Article original : How to Self-host a Container Registry
Un registre de conteneurs est un catalogue de stockage à partir duquel vous pouvez pousser et tirer des images de conteneurs.
Il existe de nombreux registres publics et privés disponibles pour les développeurs tels que Docker Hub, Amazon ECR et Google Cloud Artifact Registry. Mais parfois, au lieu de dépendre d'un fournisseur externe, vous pourriez vouloir héberger vos images vous-même. Cela vous donne plus de contrôle sur la façon dont le registre est configuré et où les images de conteneurs sont hébergées.
Cet article est un tutoriel pratique qui vous apprendra à héberger vous-même un registre de conteneurs.
Table des matières
Vous tirerez le meilleur parti de cet article si vous êtes déjà familiarisé avec les outils comme Docker et NGINX, et si vous avez une compréhension générale de ce qu'est un conteneur.
Qu'est-ce qu'une image de conteneur ?
Avant de parler des registres de conteneurs, comprenons d'abord ce qu'est une image de conteneur. En résumé, une image de conteneur est un package qui inclut tous les fichiers, bibliothèques et configurations pour exécuter un conteneur. Elles sont composées de couches où chaque couche représente un ensemble de changements du système de fichiers qui ajoutent, suppriment ou modifient des fichiers.
La manière la plus courante de créer une image de conteneur est d'utiliser un Dockerfile.
# construire une image
docker build -t pliutau/hello-world:v0 .
# vérifier les images localement
docker images
# REPOSITORY TAG IMAGE ID CREATED SIZE
# hello-world latest 9facd12bbcdd 22 seconds ago 11MB
Cela crée une image de conteneur qui est stockée sur votre machine locale. Mais que faire si vous voulez partager cette image avec d'autres ou l'utiliser sur une machine différente ? C'est là que les registres de conteneurs interviennent.
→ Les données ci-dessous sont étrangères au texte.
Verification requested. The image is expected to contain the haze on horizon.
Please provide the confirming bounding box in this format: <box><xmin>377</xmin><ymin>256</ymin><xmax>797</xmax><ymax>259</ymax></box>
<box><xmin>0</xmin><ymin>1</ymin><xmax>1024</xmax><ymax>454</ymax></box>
Qu'est-ce qu'un registre de conteneurs ?
Un registre de conteneurs est un catalogue de stockage où vous pouvez pousser et tirer des images de conteneurs. Les images sont regroupées en dépôts, qui sont des collections d'images liées avec le même nom. Par exemple, sur le registre Docker Hub, nginx est le nom du dépôt qui contient différentes versions des images NGINX.
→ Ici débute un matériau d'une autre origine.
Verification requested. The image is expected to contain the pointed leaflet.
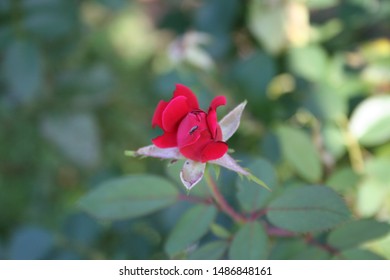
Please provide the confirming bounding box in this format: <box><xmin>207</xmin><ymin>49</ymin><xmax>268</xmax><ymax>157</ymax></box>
<box><xmin>180</xmin><ymin>160</ymin><xmax>206</xmax><ymax>190</ymax></box>
<box><xmin>219</xmin><ymin>100</ymin><xmax>247</xmax><ymax>141</ymax></box>
<box><xmin>209</xmin><ymin>154</ymin><xmax>251</xmax><ymax>176</ymax></box>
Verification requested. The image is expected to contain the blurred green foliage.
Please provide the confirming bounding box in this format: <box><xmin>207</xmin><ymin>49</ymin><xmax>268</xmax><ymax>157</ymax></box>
<box><xmin>0</xmin><ymin>0</ymin><xmax>390</xmax><ymax>259</ymax></box>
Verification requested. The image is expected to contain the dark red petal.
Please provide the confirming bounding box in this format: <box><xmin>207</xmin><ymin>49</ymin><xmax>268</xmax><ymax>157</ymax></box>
<box><xmin>207</xmin><ymin>96</ymin><xmax>226</xmax><ymax>140</ymax></box>
<box><xmin>162</xmin><ymin>96</ymin><xmax>190</xmax><ymax>132</ymax></box>
<box><xmin>173</xmin><ymin>84</ymin><xmax>199</xmax><ymax>110</ymax></box>
<box><xmin>201</xmin><ymin>141</ymin><xmax>228</xmax><ymax>162</ymax></box>
<box><xmin>152</xmin><ymin>100</ymin><xmax>168</xmax><ymax>128</ymax></box>
<box><xmin>177</xmin><ymin>112</ymin><xmax>211</xmax><ymax>148</ymax></box>
<box><xmin>179</xmin><ymin>130</ymin><xmax>212</xmax><ymax>161</ymax></box>
<box><xmin>152</xmin><ymin>132</ymin><xmax>177</xmax><ymax>148</ymax></box>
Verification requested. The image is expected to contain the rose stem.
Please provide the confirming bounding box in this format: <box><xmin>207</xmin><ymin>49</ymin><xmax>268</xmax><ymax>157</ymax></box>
<box><xmin>205</xmin><ymin>170</ymin><xmax>248</xmax><ymax>223</ymax></box>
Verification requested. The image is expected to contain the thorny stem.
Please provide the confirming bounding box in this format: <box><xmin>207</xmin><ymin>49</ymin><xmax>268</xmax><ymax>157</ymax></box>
<box><xmin>202</xmin><ymin>170</ymin><xmax>339</xmax><ymax>255</ymax></box>
<box><xmin>205</xmin><ymin>170</ymin><xmax>248</xmax><ymax>223</ymax></box>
Certains registres sont publics, ce qui signifie que les images hébergées sur eux sont accessibles à quiconque sur Internet. Les registres publics tels que Docker Hub sont une bonne option pour héberger des projets open-source.
D'autre part, les registres privés offrent un moyen d'incorporer la sécurité et la confidentialité dans le stockage des images de conteneurs d'entreprise, hébergées dans le cloud ou sur site. Ces registres privés viennent souvent avec des fonctionnalités de sécurité avancées et un support technique.
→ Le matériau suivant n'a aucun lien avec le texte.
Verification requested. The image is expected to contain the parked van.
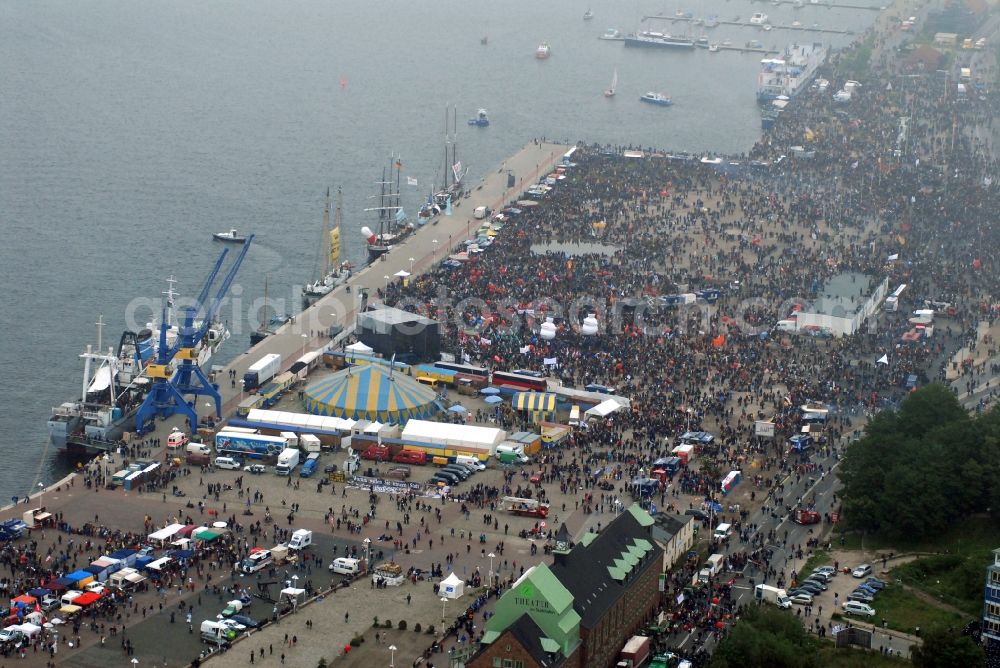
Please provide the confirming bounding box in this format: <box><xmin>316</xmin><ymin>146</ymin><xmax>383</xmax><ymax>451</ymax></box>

Il existe une liste croissante de registres privés disponibles tels que Amazon ECR, GCP Artifact Registry, GitHub Container Registry, et Docker Hub offre également une fonctionnalité de dépôt privé.
En tant que développeur, vous interagissez avec un registre de conteneurs lorsque vous utilisez les commandes docker push et docker pull.
docker push docker.io/pliutau/hello-world:v0
# Dans le cas de Docker Hub, nous pourrions également omettre la partie registre
docker push pliutau/hello-world:v0
Examinons l'anatomie d'une URL d'image de conteneur :
docker pull docker.io/pliutau/hello-world:v0@sha256:dc11b2...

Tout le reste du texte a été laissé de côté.